11/30/02:
Two terrifying externals straight from my hyperbolic inner monologue

1. For anyone (like me (especially in Chicago)) wondering if their opinions of the local rent-raisin' mucky-mucks are a little too caricaturised, confirm these stereotypes and more with the often viciously anti-social views expressed by the white-hatted, ray-banned nouveau riche at LPTrixie.com. I honestly thought this was satire at first, but this not-so little society is quite for real. Articles include "Celebrating a new Starbucks" and "Come ride in my Jetta."

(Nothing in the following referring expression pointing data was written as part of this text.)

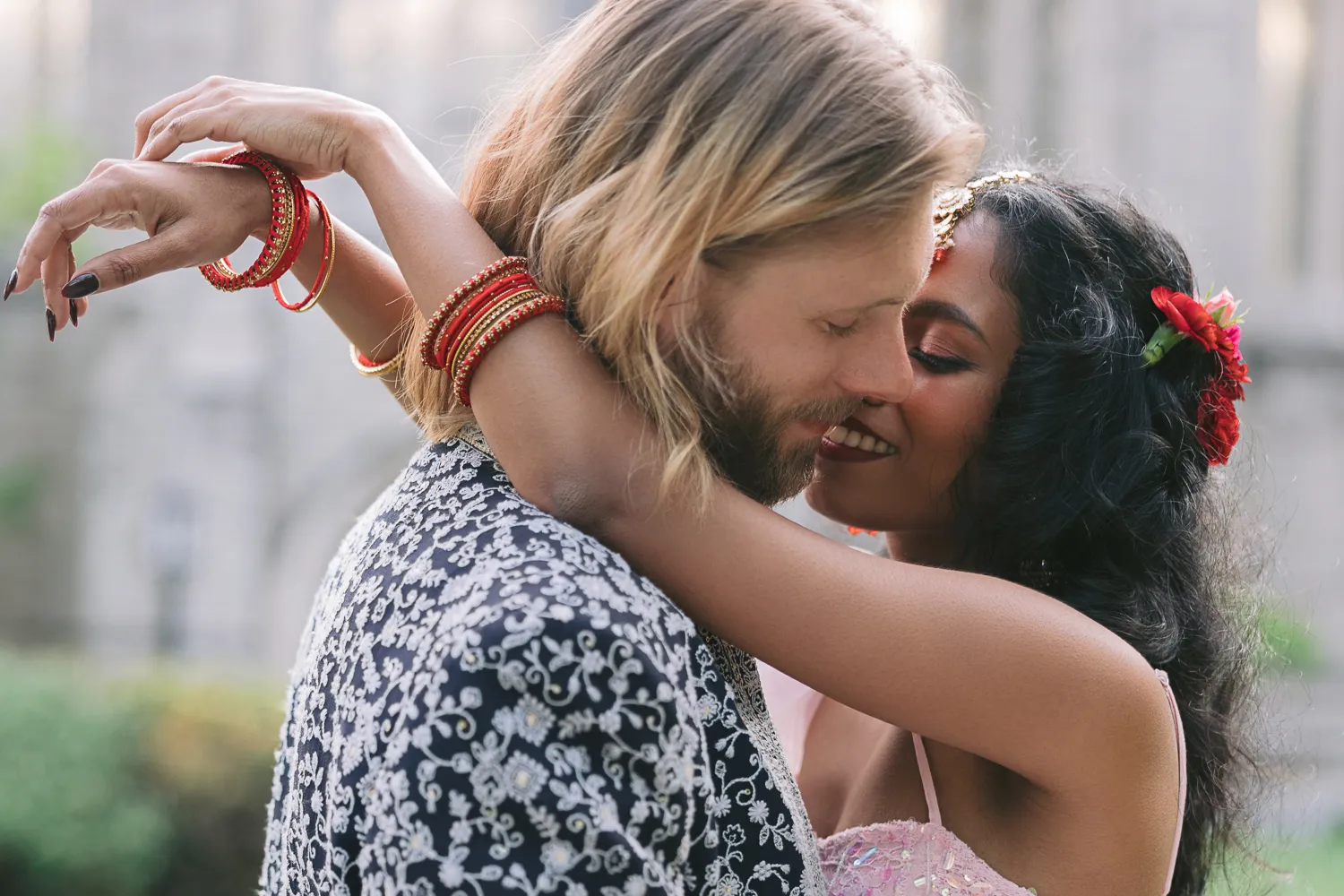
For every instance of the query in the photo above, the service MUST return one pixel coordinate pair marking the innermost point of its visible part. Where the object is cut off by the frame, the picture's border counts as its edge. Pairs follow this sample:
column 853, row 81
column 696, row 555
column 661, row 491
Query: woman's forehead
column 965, row 277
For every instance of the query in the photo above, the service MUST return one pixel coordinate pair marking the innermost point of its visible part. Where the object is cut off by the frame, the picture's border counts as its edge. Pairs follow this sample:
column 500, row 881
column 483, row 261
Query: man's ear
column 679, row 306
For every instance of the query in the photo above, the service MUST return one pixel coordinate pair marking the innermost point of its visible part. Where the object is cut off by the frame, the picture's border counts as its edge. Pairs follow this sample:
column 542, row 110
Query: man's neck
column 926, row 547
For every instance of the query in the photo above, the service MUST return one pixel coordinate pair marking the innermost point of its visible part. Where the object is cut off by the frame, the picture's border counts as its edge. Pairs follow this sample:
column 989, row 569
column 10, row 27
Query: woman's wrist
column 374, row 139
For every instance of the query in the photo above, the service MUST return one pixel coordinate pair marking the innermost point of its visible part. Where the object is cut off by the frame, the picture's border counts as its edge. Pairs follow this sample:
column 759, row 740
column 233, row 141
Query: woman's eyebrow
column 938, row 309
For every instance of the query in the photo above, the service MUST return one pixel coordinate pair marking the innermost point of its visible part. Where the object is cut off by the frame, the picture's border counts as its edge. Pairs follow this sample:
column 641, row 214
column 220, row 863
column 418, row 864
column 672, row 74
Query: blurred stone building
column 177, row 473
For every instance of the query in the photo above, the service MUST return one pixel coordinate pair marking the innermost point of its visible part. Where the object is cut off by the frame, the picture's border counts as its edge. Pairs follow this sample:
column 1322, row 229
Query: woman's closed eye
column 938, row 363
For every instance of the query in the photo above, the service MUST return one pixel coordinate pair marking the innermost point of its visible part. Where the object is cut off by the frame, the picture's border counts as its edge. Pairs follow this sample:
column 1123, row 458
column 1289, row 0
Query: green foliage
column 21, row 490
column 72, row 818
column 38, row 164
column 131, row 788
column 1288, row 642
column 1305, row 868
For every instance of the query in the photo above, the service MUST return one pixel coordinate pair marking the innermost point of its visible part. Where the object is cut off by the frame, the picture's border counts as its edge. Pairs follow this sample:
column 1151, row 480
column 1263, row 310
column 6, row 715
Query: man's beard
column 744, row 433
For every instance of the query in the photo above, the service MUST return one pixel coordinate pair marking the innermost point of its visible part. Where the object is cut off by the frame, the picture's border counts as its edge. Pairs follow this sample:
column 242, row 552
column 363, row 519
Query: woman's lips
column 852, row 443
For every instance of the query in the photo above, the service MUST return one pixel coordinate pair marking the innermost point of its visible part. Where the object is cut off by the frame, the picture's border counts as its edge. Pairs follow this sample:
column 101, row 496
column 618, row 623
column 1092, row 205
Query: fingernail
column 81, row 287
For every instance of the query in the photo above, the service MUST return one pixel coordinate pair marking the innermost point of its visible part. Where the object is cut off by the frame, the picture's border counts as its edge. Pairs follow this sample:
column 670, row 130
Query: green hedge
column 145, row 786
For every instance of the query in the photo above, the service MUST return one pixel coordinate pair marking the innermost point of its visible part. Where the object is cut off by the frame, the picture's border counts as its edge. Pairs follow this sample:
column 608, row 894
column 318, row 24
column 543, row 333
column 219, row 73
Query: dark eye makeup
column 940, row 363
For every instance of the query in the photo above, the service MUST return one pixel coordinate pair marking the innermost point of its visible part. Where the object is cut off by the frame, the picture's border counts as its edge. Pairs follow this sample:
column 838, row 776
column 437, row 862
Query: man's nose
column 882, row 371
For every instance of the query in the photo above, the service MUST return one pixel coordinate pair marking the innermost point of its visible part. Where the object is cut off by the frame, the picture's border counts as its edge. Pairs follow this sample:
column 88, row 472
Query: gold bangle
column 367, row 368
column 473, row 336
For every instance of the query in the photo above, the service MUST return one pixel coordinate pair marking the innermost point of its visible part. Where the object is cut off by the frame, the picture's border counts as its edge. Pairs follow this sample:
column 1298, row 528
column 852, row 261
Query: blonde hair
column 660, row 134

2. I'm quick to mentally characterise certain rejected ideas as "fascist," yet refrain from taking this epithet too seriously. However, it becomes a bit disconcerting to read Brian Holmes article "Unleashing the collective phantom" (from Mute #24) arguing that networked culture, while promising democratised channels of access and dissemination of cultural production, actually functions as a conscious but militarised from of "neo-fascism"-
"This work helps us see what the easy money and pluralism of the Clinton years kept hidden: the outlines of a social pathology. It has an authoritarian cast ? like everything that involves the military ? but it does not produce unthinking, stereotyped behaviour of the kind we associate with fascism. What Crandall describes is an extremely intelligent process that, precisely by individualising ? tracking, identifying, eliciting desire, channelling vision and expression ? succeeds in binding the mobilised individual to a social whole. The new fascism discovers a complex, dynamic order for subjective difference, perspectival analysis, jouissance, even schizophrenic ecstasy. It integrates networked individualism."
The article that Holmes sites is called "Fingering the Trigger" by artist Jordan Crandall, also an oddly prescient read.